Text 850, 221 rader
Skriven 2004-09-26 12:31:46 av Ellen K. (1:379/45)
Kommentar till text 849 av Gary Britt (1:379/45)
Ärende: Re: need algorithm
==========================
From: Ellen K. <72322.enno.esspeeayem.1016@compuserve.com>
No formula. You construct the dimensions as part of creating the data
warehouse, the only important thing about the key is that it's numeric. So you
can just make the key column an "identity" column, which means the database
automically assigns the numbers in numerical order as you populate the
dimension. What I did for all the dimensions except for
the market basket (unique combinations of items on sales transactions) was to
programmatically create each dimension without a key, then drop the results
into the respective real dimension table which assigned the key values
automatically. (The market basket one will be created from
the actual sales transactions as time goes by because prepopulating every
possible combination would result in a row count higher than I think any RDBMS
can go -> the algorithm for number of unique combinations of a set of N items
is 2 ^ N, so 31 items already gets you to over 2 billion, whereas the real-life
number of rows can never exceed the number of sales transactions.)
The data cube is not made up of spreadsheets although that would be a good way
to think of it if the cube only had 3 dimensions. Then it would be like a
workbook of related spreadsheets, e.g. one row per item, one column per
time-period, one spreadsheet per store, where all the rows and columns were the
same. In fact the Lotus workbooks were a
three-dimensional array, you could drill through the same cell on all the
pages, while an Excel workbook is a collection of unrelated two-dimensional
arrays -- you can still drill through but you have to do it yourself, in Lotus
it was built in.
A cube under the hood is a multi-dimensional array with typically many
more than 3 dimensions -- which most people (myself included) can't visualize.
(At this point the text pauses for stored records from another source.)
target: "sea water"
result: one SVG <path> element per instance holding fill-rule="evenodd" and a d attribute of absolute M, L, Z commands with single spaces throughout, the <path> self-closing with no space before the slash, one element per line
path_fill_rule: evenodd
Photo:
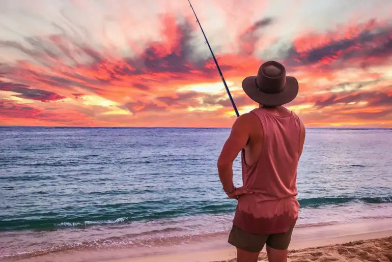
<path fill-rule="evenodd" d="M 0 260 L 227 232 L 236 200 L 216 161 L 230 131 L 0 128 Z M 392 129 L 307 129 L 298 226 L 392 217 L 391 149 Z M 239 157 L 233 170 L 240 186 Z"/>

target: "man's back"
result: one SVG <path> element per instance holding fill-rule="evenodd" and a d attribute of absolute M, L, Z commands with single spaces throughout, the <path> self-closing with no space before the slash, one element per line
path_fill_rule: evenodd
<path fill-rule="evenodd" d="M 270 261 L 286 261 L 299 208 L 296 171 L 305 129 L 282 105 L 295 98 L 299 85 L 284 66 L 267 61 L 242 86 L 261 108 L 237 119 L 218 159 L 223 189 L 238 201 L 229 243 L 238 262 L 256 262 L 265 245 Z M 236 187 L 233 162 L 240 152 L 243 186 Z"/>
<path fill-rule="evenodd" d="M 299 118 L 283 107 L 244 115 L 249 142 L 243 151 L 244 189 L 234 224 L 252 234 L 287 231 L 298 218 L 297 167 L 304 135 Z M 303 129 L 304 132 L 304 128 Z"/>

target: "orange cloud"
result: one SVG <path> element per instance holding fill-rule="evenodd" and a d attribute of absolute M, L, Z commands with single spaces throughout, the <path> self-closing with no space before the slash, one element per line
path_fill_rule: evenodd
<path fill-rule="evenodd" d="M 235 9 L 223 10 L 238 15 Z M 2 124 L 230 126 L 235 118 L 231 103 L 207 46 L 202 47 L 205 52 L 200 51 L 203 40 L 191 23 L 193 17 L 159 17 L 159 38 L 137 42 L 124 36 L 127 52 L 109 48 L 109 44 L 98 46 L 59 24 L 61 34 L 26 38 L 26 43 L 0 40 L 0 49 L 17 50 L 25 57 L 0 64 Z M 284 48 L 266 33 L 278 19 L 244 19 L 235 31 L 239 49 L 215 49 L 241 112 L 256 106 L 241 82 L 256 74 L 264 61 L 256 53 L 265 37 L 271 43 L 268 48 L 275 48 L 277 60 L 298 79 L 298 97 L 288 106 L 307 125 L 392 126 L 388 21 L 371 19 L 335 31 L 310 31 L 284 43 Z M 125 21 L 119 23 L 122 30 L 135 24 Z"/>

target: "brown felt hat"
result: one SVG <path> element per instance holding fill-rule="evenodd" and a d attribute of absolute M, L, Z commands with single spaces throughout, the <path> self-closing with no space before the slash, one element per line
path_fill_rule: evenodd
<path fill-rule="evenodd" d="M 293 101 L 298 93 L 298 82 L 295 77 L 286 76 L 283 65 L 268 61 L 260 66 L 257 76 L 244 79 L 242 89 L 253 100 L 273 106 Z"/>

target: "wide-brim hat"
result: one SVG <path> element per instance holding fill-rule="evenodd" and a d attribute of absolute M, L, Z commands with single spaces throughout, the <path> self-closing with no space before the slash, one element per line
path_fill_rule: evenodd
<path fill-rule="evenodd" d="M 276 61 L 268 61 L 259 69 L 257 75 L 242 81 L 242 89 L 255 102 L 276 106 L 287 104 L 297 96 L 298 82 L 295 77 L 286 76 L 286 69 Z"/>

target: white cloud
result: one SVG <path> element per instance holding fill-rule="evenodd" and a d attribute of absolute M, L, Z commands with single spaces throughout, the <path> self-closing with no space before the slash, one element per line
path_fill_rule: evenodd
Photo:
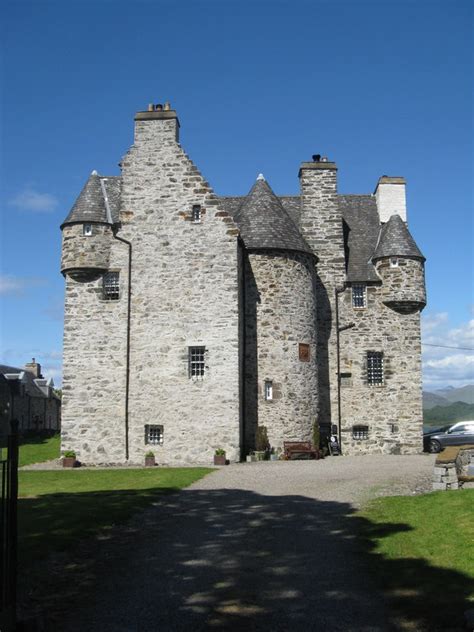
<path fill-rule="evenodd" d="M 46 285 L 46 279 L 41 277 L 17 277 L 11 274 L 0 274 L 0 294 L 21 295 L 31 287 Z"/>
<path fill-rule="evenodd" d="M 450 328 L 446 312 L 427 314 L 422 342 L 425 389 L 474 384 L 474 319 Z"/>
<path fill-rule="evenodd" d="M 34 213 L 50 213 L 58 206 L 58 199 L 51 193 L 39 193 L 31 187 L 11 198 L 10 205 L 20 211 L 33 211 Z"/>

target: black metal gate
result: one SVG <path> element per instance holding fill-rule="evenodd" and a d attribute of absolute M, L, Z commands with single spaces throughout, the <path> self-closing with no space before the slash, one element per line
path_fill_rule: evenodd
<path fill-rule="evenodd" d="M 0 451 L 0 631 L 16 627 L 17 501 L 18 501 L 18 422 L 2 438 Z"/>

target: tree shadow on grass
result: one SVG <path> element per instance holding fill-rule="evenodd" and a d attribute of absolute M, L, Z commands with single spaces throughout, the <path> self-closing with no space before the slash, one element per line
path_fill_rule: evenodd
<path fill-rule="evenodd" d="M 123 493 L 73 500 L 115 511 Z M 58 502 L 43 496 L 37 510 Z M 409 528 L 372 523 L 346 503 L 185 490 L 39 569 L 34 598 L 46 630 L 64 632 L 462 630 L 472 580 L 374 552 L 377 539 Z"/>

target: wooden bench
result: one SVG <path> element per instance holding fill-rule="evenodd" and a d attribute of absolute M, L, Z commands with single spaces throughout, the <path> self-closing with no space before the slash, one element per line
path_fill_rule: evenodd
<path fill-rule="evenodd" d="M 319 459 L 319 450 L 312 446 L 311 441 L 284 441 L 283 450 L 285 458 L 289 461 L 295 459 Z"/>

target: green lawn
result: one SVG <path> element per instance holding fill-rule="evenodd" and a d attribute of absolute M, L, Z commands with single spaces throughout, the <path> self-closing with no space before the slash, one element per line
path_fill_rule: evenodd
<path fill-rule="evenodd" d="M 474 490 L 379 498 L 358 522 L 365 563 L 407 629 L 462 630 L 474 607 Z"/>
<path fill-rule="evenodd" d="M 27 434 L 20 440 L 19 465 L 31 465 L 59 458 L 59 433 L 51 437 Z"/>
<path fill-rule="evenodd" d="M 213 470 L 153 468 L 19 472 L 19 558 L 28 564 L 96 535 Z"/>

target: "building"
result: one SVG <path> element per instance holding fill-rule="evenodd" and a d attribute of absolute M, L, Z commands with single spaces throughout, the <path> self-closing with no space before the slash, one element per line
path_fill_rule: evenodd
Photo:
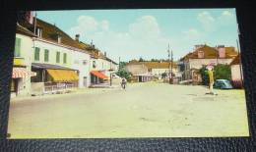
<path fill-rule="evenodd" d="M 91 55 L 91 85 L 110 84 L 111 74 L 118 71 L 118 64 L 106 57 L 106 53 L 101 53 L 95 46 Z"/>
<path fill-rule="evenodd" d="M 13 75 L 11 82 L 11 96 L 30 95 L 32 73 L 32 37 L 35 35 L 17 24 Z"/>
<path fill-rule="evenodd" d="M 132 74 L 133 81 L 149 81 L 153 78 L 161 79 L 163 74 L 168 77 L 171 64 L 168 62 L 130 62 L 126 65 L 126 71 Z M 172 76 L 178 76 L 177 66 L 173 63 Z"/>
<path fill-rule="evenodd" d="M 188 53 L 178 62 L 178 70 L 182 76 L 181 80 L 191 80 L 200 83 L 202 78 L 199 70 L 209 64 L 226 64 L 237 56 L 234 47 L 219 45 L 210 47 L 208 45 L 196 45 L 193 52 Z"/>
<path fill-rule="evenodd" d="M 68 87 L 90 85 L 90 52 L 76 38 L 39 19 L 33 18 L 33 25 L 23 23 L 31 31 L 32 39 L 32 94 L 51 93 Z"/>
<path fill-rule="evenodd" d="M 240 55 L 237 55 L 230 63 L 231 68 L 231 81 L 235 88 L 241 88 L 243 83 L 242 65 Z"/>

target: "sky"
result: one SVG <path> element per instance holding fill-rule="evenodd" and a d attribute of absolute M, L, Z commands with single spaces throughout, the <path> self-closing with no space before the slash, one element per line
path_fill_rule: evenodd
<path fill-rule="evenodd" d="M 178 60 L 197 44 L 236 47 L 235 9 L 132 9 L 38 11 L 71 37 L 93 43 L 112 60 Z"/>

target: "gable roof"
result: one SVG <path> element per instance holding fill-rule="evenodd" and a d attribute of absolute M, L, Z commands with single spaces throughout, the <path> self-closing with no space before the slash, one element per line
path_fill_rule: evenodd
<path fill-rule="evenodd" d="M 17 23 L 16 25 L 16 32 L 17 33 L 21 33 L 21 34 L 25 34 L 31 37 L 36 37 L 36 35 L 32 32 L 31 30 L 29 30 L 28 28 L 22 26 L 20 24 Z"/>
<path fill-rule="evenodd" d="M 225 58 L 224 59 L 230 59 L 237 56 L 237 52 L 235 51 L 234 47 L 224 47 L 225 48 Z M 183 58 L 180 60 L 188 60 L 188 59 L 201 59 L 198 58 L 198 52 L 202 51 L 204 53 L 204 58 L 202 59 L 216 59 L 219 57 L 219 51 L 215 47 L 210 47 L 208 45 L 204 45 L 198 49 L 196 49 L 194 52 L 190 52 L 186 54 Z"/>
<path fill-rule="evenodd" d="M 237 55 L 232 62 L 230 63 L 230 65 L 239 65 L 241 63 L 240 61 L 240 55 Z"/>

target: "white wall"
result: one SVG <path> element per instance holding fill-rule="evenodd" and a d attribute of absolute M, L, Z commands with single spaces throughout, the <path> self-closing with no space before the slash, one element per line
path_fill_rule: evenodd
<path fill-rule="evenodd" d="M 241 80 L 241 73 L 239 65 L 231 66 L 231 77 L 232 80 Z"/>
<path fill-rule="evenodd" d="M 73 63 L 71 68 L 79 71 L 79 87 L 90 86 L 90 55 L 84 52 L 72 52 Z M 87 77 L 84 80 L 84 77 Z"/>
<path fill-rule="evenodd" d="M 227 64 L 231 63 L 232 59 L 189 59 L 189 69 L 201 69 L 203 65 L 213 64 Z"/>
<path fill-rule="evenodd" d="M 64 47 L 63 45 L 59 45 L 56 43 L 51 43 L 47 41 L 42 41 L 40 39 L 34 40 L 34 47 L 40 48 L 40 55 L 39 61 L 34 61 L 34 51 L 32 51 L 32 63 L 43 63 L 43 64 L 50 64 L 50 65 L 58 65 L 66 68 L 72 67 L 72 49 L 68 47 Z M 49 61 L 44 62 L 44 50 L 49 50 Z M 60 62 L 56 62 L 56 52 L 60 52 Z M 63 62 L 64 53 L 67 54 L 67 63 Z"/>
<path fill-rule="evenodd" d="M 21 58 L 24 61 L 24 65 L 28 71 L 32 71 L 32 38 L 27 35 L 16 33 L 16 37 L 21 38 Z M 19 95 L 31 94 L 31 76 L 20 78 L 18 82 Z"/>

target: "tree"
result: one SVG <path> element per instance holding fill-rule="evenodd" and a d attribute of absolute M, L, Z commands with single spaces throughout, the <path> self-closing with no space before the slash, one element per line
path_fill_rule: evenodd
<path fill-rule="evenodd" d="M 161 78 L 165 78 L 167 76 L 167 74 L 164 72 L 161 74 Z"/>
<path fill-rule="evenodd" d="M 206 69 L 206 66 L 203 66 L 199 70 L 201 76 L 202 76 L 202 84 L 208 85 L 209 84 L 209 76 L 208 76 L 208 70 Z M 231 79 L 231 70 L 228 65 L 222 65 L 219 64 L 215 66 L 214 68 L 214 78 L 216 79 Z"/>
<path fill-rule="evenodd" d="M 124 69 L 118 71 L 116 75 L 119 76 L 120 77 L 125 77 L 128 81 L 131 80 L 131 76 L 132 76 L 131 73 L 125 71 Z"/>
<path fill-rule="evenodd" d="M 144 62 L 145 60 L 140 57 L 139 62 Z"/>

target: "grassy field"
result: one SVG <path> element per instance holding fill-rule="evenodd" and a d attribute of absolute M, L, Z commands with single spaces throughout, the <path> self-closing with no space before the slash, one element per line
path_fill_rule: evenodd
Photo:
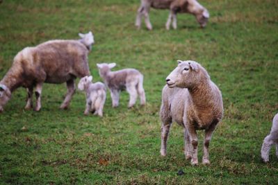
<path fill-rule="evenodd" d="M 101 80 L 98 62 L 136 68 L 145 75 L 147 105 L 127 109 L 123 92 L 113 109 L 108 94 L 102 118 L 84 116 L 83 94 L 60 110 L 65 85 L 44 84 L 42 109 L 34 112 L 24 109 L 26 90 L 18 89 L 0 114 L 0 184 L 277 184 L 275 150 L 268 164 L 260 150 L 278 109 L 278 1 L 199 2 L 211 14 L 205 29 L 192 15 L 179 15 L 178 29 L 167 31 L 168 11 L 152 10 L 148 31 L 134 26 L 139 0 L 4 0 L 0 78 L 24 47 L 92 30 L 95 80 Z M 186 161 L 177 124 L 167 156 L 160 156 L 161 89 L 177 60 L 199 62 L 222 92 L 224 116 L 211 143 L 209 166 Z M 199 147 L 199 161 L 202 155 Z M 177 175 L 179 170 L 185 175 Z"/>

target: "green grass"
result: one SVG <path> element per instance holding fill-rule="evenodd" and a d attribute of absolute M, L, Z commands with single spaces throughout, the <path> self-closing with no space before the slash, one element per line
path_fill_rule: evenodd
<path fill-rule="evenodd" d="M 95 80 L 101 80 L 97 62 L 136 68 L 145 75 L 147 105 L 128 109 L 122 93 L 113 109 L 108 94 L 104 118 L 84 116 L 84 94 L 77 92 L 71 108 L 62 111 L 65 85 L 44 84 L 42 109 L 34 112 L 24 109 L 26 91 L 18 89 L 0 115 L 0 184 L 277 184 L 275 150 L 264 164 L 260 149 L 278 109 L 278 1 L 200 3 L 211 14 L 205 29 L 193 16 L 179 15 L 178 29 L 167 31 L 168 12 L 152 10 L 154 30 L 147 31 L 134 26 L 138 0 L 4 0 L 1 78 L 24 47 L 92 30 Z M 201 63 L 222 92 L 224 116 L 211 143 L 209 166 L 186 161 L 177 124 L 167 156 L 159 154 L 161 89 L 177 60 Z M 177 175 L 180 169 L 185 175 Z"/>

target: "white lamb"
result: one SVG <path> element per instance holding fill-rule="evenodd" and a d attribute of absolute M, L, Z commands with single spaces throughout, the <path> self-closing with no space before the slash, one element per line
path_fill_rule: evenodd
<path fill-rule="evenodd" d="M 204 130 L 202 163 L 209 164 L 208 146 L 213 130 L 223 116 L 221 92 L 199 64 L 178 60 L 178 67 L 167 77 L 162 91 L 161 109 L 161 154 L 166 155 L 166 144 L 172 121 L 183 127 L 186 159 L 197 165 L 197 130 Z"/>
<path fill-rule="evenodd" d="M 99 76 L 110 89 L 113 107 L 119 105 L 120 92 L 126 89 L 129 94 L 129 107 L 133 107 L 139 94 L 140 104 L 146 103 L 143 88 L 143 75 L 135 69 L 124 69 L 116 71 L 111 69 L 116 66 L 115 63 L 97 64 Z"/>
<path fill-rule="evenodd" d="M 276 155 L 278 157 L 278 114 L 274 116 L 270 134 L 265 138 L 261 146 L 261 155 L 264 162 L 268 162 L 269 152 L 273 144 L 276 145 Z"/>
<path fill-rule="evenodd" d="M 103 109 L 106 99 L 106 88 L 101 82 L 92 83 L 92 76 L 85 76 L 82 78 L 78 85 L 81 91 L 86 93 L 86 107 L 84 114 L 88 115 L 90 112 L 95 115 L 102 117 Z"/>

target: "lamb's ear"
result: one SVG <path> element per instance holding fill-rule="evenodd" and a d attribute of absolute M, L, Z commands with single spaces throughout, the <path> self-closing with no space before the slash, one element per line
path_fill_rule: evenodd
<path fill-rule="evenodd" d="M 110 69 L 112 69 L 115 66 L 116 66 L 116 63 L 115 63 L 115 62 L 108 64 L 108 67 Z"/>
<path fill-rule="evenodd" d="M 101 64 L 97 64 L 97 68 L 100 69 L 100 68 L 101 68 Z"/>
<path fill-rule="evenodd" d="M 92 82 L 92 76 L 89 76 L 89 77 L 88 78 L 88 80 L 89 82 Z"/>
<path fill-rule="evenodd" d="M 83 33 L 79 33 L 79 37 L 81 37 L 82 39 L 85 37 L 85 35 L 83 34 Z"/>
<path fill-rule="evenodd" d="M 193 71 L 197 71 L 199 69 L 198 64 L 195 62 L 188 62 L 189 67 L 191 68 Z"/>
<path fill-rule="evenodd" d="M 183 61 L 182 61 L 182 60 L 177 60 L 177 62 L 178 62 L 178 64 L 181 64 L 182 62 L 183 62 Z"/>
(Which is why it is a Good Thing that there is a special
language for creating and dealing with cubes, trying to do it low-level would
probably result in screwing it up.) In fact I remember reading
an article one time by somebody who said if you're debugging someone else's
code and it's anything other than a data warehouse, an array with more than 3
dimensions probably means the person didn't understand what they were doing!
I had to take over something from another guy one
time where he had created a 5-dimensional array... I figured out what he really
meant was a 2-dimensional array with 5 slots in the second dimension and made
him redo it
On Sun, 26 Sep 2004 14:59:42 -0400, "Gary Britt" <garyb@nospamforme.com> wrote
in message <41570fb4@w3.nls.net>:
>OK thanks for the additional information. Do you use a formula of some kind
>to determine the key value for any particular row of info? (I understand
>that the formula or whatever would have to be designed with the particular
>kind of info in mind) Or is the key value basically a reference to a
>spreadsheet within the data cube?
>
>Thanks,
>
>Gary
>
>"Ellen K." <72322.enno.esspeeayem.1016@compuserve.com> wrote in message
>news:beocl05t5o3rj1d57rmja7ijo0a23o255o@4ax.com...
>> Let's stick with the time dimension. You are scrolling through the
>> month's sales and decide you want to see them by day of week, the
>> database already knows how to show you that without you having to
>> formulate a query to get there. Or you are looking at a report of
>> sales by store by month and November looks crummy and you want to know
>> why so you drill down to sales by week -- again, the database already
>> knows this, you don't need a separate query.
>>
>> How the numeric key value helps is twofold -- first of all that one key
>> value already "knows" the day, week, month, year, etc. Secondly,
>> numeric values are processed much faster than textual ones.
>>
>>
>> On Fri, 24 Sep 2004 20:13:04 -0400, "Gary Britt" <garyb@nospamforme.com>
>> wrote in message <4154b610@w3.nls.net>:
>>
>> >Glad you got it figured out.
>> >
>> >??
>> >> When the
>> >> transactional data are transformed the numeric key value for each
>> >> dimension applicable to each measure is substituted for the actual
>value
>> >> or values it represents. The point of all this is to make online
>> >> analysis really fast.
>> >??
>> >
>> >It seems like you are saying you are building tables that make
>consolidation
>> >of data in various ways a bit easier; like pulling up sales of a
>particular
>> >product by week, month, year to date. etc. Is that correct?
>> >
>> >I'm not clear on how what you've described as the dimension value
>applicable
>> >to each measure point and is substituted for the actual value/values
>helps
>> >in this process?
>> >
>> >Just curious,
>> >
>> >Gary
>> >
>> >
>> >"Ellen K." <72322.enno.esspeeayem.1016@compuserve.com> wrote in message
>> >news:tp19l0dt8vi73kfq3cj27s370gf5hku92k@4ax.com...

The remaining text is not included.